Sunday, January 29, 2017

Marching for Life Is Not Enough


Michael Brown spends much of his polemic comparing the peaceful and positive nature of the March for Life to the sometimes rowdy and occasionally rude Women's March. I am relieved, however, that "...there will be no calls to burn down or blow up abortion clinics.." and thus Brown and his colleagues repudiate the bombing of abortion clinics or executions of abortion providers. But even if he promises a peaceful resistance against abortions, it takes more than marching around, writing letters to the editor, or having Catholic priests tell us how to vote in Presidential elections to reduce the demand for abortions in America. If history tells us anything, merely passing laws doesn't help either. It takes, as the other side likes to say, the ability to make better choices and that usually means having a supportive community to count on.

For me, its been long way and many decades from Buffalo, NY to Los Alamos, NM but for some of us who hail from that neck of the woods, the name Nelson Henry Baker comes to mind. Nelson Baker was a Civil War veteran who returned home to Buffalo to set up a profitable business. He later had a calling and joined the priesthood. Using his own resources and those he raised through fundraising efforts, Father Baker created "The Association of Our Lady of Victory" city of charity in Lackawanna, NY, which is a city on the south side of Buffalo. That city of charity included a minor basilica, an infant home, a home for unwed mothers, a boys' orphanage, a boys’ protectory, a hospital, a nurses' home, and a grade and high school.

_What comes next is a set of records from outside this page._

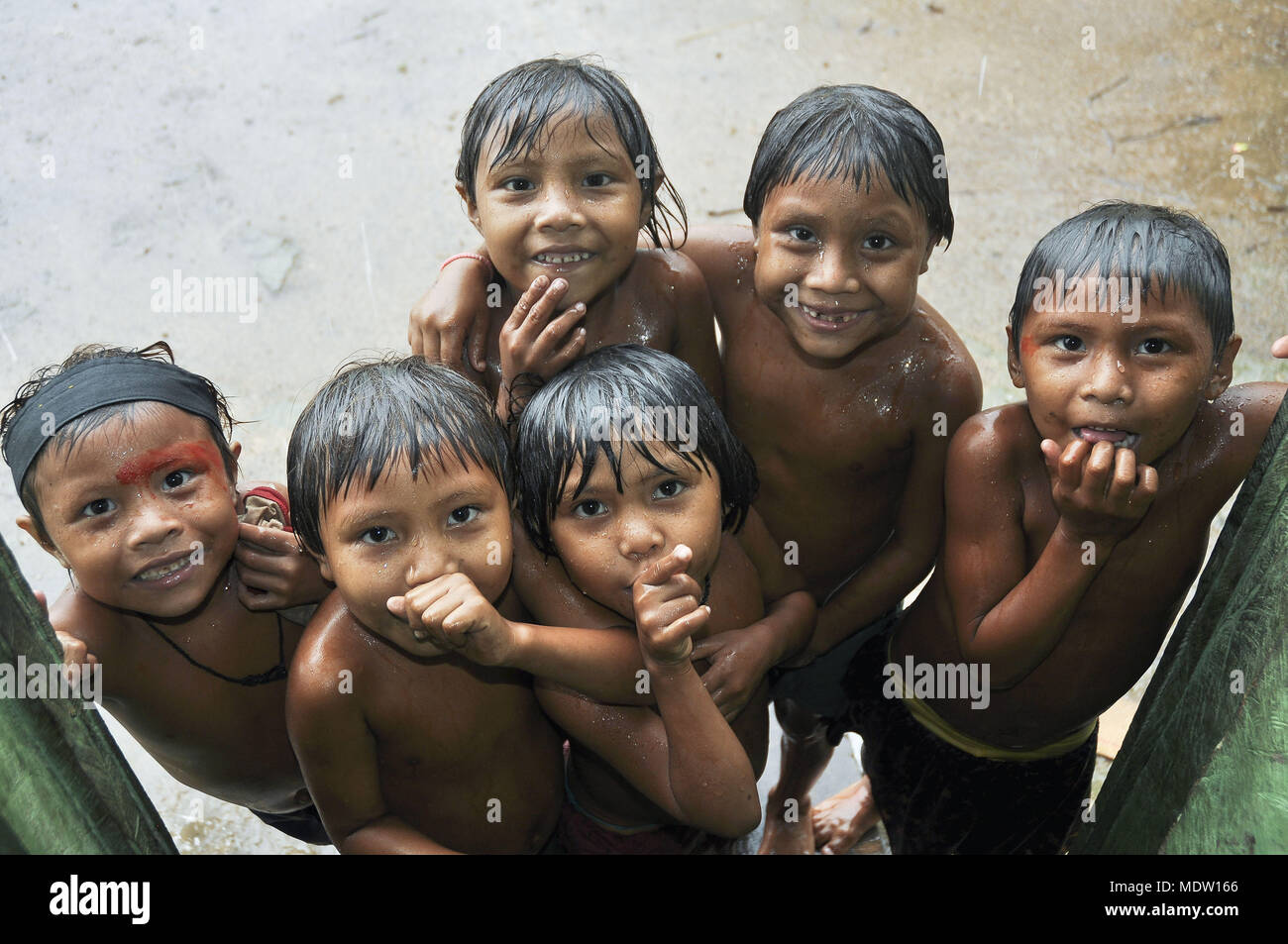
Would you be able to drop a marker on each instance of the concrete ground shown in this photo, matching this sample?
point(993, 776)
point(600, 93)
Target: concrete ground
point(310, 146)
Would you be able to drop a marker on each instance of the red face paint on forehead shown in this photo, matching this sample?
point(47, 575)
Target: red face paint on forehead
point(196, 455)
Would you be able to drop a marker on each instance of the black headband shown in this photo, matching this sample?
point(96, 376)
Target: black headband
point(99, 382)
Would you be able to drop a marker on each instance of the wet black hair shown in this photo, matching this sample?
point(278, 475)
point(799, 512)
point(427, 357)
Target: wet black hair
point(376, 412)
point(558, 432)
point(518, 110)
point(65, 438)
point(1167, 250)
point(857, 133)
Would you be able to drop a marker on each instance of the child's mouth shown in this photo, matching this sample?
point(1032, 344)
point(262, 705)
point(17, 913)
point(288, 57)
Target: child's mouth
point(165, 574)
point(562, 261)
point(1121, 438)
point(829, 321)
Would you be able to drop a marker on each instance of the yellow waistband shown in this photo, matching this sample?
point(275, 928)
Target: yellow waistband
point(936, 725)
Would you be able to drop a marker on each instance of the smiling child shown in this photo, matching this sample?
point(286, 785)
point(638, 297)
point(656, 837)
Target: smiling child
point(1076, 523)
point(124, 467)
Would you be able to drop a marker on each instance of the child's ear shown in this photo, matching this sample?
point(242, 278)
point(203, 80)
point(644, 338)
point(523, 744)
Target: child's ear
point(1224, 369)
point(1013, 361)
point(29, 524)
point(472, 210)
point(930, 248)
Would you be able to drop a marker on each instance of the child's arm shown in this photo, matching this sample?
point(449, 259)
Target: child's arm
point(454, 314)
point(686, 759)
point(535, 342)
point(741, 659)
point(910, 553)
point(450, 614)
point(1005, 613)
point(338, 758)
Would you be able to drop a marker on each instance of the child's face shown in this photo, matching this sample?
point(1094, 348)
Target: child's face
point(605, 537)
point(381, 543)
point(1093, 374)
point(568, 210)
point(132, 505)
point(838, 264)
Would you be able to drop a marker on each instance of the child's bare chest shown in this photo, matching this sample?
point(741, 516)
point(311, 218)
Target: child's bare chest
point(800, 419)
point(438, 713)
point(629, 316)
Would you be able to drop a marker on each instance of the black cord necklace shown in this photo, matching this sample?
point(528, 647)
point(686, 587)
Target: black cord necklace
point(273, 674)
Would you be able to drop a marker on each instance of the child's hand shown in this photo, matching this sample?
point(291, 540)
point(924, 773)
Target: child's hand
point(451, 316)
point(75, 652)
point(1099, 489)
point(273, 572)
point(739, 660)
point(668, 610)
point(533, 344)
point(451, 614)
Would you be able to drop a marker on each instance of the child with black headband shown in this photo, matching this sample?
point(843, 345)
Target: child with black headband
point(123, 463)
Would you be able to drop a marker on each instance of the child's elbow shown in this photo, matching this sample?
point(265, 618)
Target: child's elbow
point(739, 818)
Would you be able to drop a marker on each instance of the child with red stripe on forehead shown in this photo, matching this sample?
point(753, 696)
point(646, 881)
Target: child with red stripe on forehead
point(123, 463)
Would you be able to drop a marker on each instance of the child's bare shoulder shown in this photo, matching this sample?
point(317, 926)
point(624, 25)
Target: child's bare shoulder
point(995, 442)
point(669, 274)
point(940, 361)
point(330, 644)
point(1229, 430)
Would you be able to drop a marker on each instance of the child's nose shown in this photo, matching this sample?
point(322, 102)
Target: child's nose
point(833, 273)
point(559, 209)
point(426, 565)
point(153, 523)
point(1108, 377)
point(639, 537)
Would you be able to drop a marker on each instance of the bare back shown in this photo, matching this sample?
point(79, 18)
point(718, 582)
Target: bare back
point(1126, 612)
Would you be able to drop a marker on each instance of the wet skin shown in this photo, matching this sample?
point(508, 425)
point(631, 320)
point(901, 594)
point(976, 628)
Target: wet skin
point(129, 497)
point(407, 762)
point(571, 196)
point(1065, 639)
point(841, 420)
point(604, 540)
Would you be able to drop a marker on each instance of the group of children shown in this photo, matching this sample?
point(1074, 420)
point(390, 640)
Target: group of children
point(570, 550)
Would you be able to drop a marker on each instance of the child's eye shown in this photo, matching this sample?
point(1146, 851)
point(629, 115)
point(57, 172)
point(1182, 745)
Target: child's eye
point(176, 479)
point(591, 507)
point(98, 507)
point(463, 515)
point(377, 535)
point(669, 489)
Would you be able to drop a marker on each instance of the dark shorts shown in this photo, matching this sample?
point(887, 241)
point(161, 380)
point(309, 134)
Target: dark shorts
point(303, 824)
point(580, 835)
point(819, 686)
point(936, 798)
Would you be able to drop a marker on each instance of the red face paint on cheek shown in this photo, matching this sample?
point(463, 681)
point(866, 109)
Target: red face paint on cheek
point(196, 456)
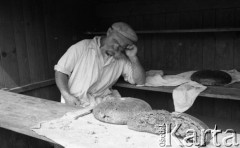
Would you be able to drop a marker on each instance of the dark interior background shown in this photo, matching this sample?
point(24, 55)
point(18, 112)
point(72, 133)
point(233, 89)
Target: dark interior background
point(35, 33)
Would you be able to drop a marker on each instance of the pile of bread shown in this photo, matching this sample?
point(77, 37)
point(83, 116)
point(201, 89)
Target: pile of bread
point(139, 116)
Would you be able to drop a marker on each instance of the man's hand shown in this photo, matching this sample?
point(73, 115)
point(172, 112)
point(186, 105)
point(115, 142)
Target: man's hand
point(131, 51)
point(71, 100)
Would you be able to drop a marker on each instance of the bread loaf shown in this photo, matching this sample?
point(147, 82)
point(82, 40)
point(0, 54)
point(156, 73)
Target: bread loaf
point(118, 111)
point(155, 122)
point(211, 77)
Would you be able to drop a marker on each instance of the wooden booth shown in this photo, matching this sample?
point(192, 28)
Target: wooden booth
point(175, 36)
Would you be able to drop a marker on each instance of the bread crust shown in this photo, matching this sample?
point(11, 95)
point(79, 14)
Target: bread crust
point(155, 122)
point(211, 77)
point(118, 111)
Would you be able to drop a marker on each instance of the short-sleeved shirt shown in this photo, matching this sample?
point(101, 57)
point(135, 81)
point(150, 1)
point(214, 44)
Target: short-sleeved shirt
point(88, 75)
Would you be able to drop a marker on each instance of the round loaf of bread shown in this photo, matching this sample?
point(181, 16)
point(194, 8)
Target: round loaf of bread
point(211, 77)
point(118, 111)
point(150, 121)
point(189, 125)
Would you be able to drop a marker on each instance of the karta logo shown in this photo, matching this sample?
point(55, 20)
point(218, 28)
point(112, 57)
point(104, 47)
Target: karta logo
point(197, 138)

I know a little about that history because that is where my mom, who found herself pregnant with me and abandoned by her lover, stayed in the fall and winter of 1953. I was born in Our Lady of Victory Hospital as the page turned to 1954.  It was through the generosity and vision of Father Baker and the city of charity staff that my mom had a refuge from a critical world, through the support of my maternal grandmother, who moved in with my mom after I was born to take care of me while my mom went back to working two jobs, and of course to my mom's own indomitable spirit and belief in the sanctity of life that I am here to write about it.

So, Mr. Brown. If you don't like abortions, put your money where your marching shoes are. Folks like my mom will thank you. Political grandstanding alone doesn't solve anything.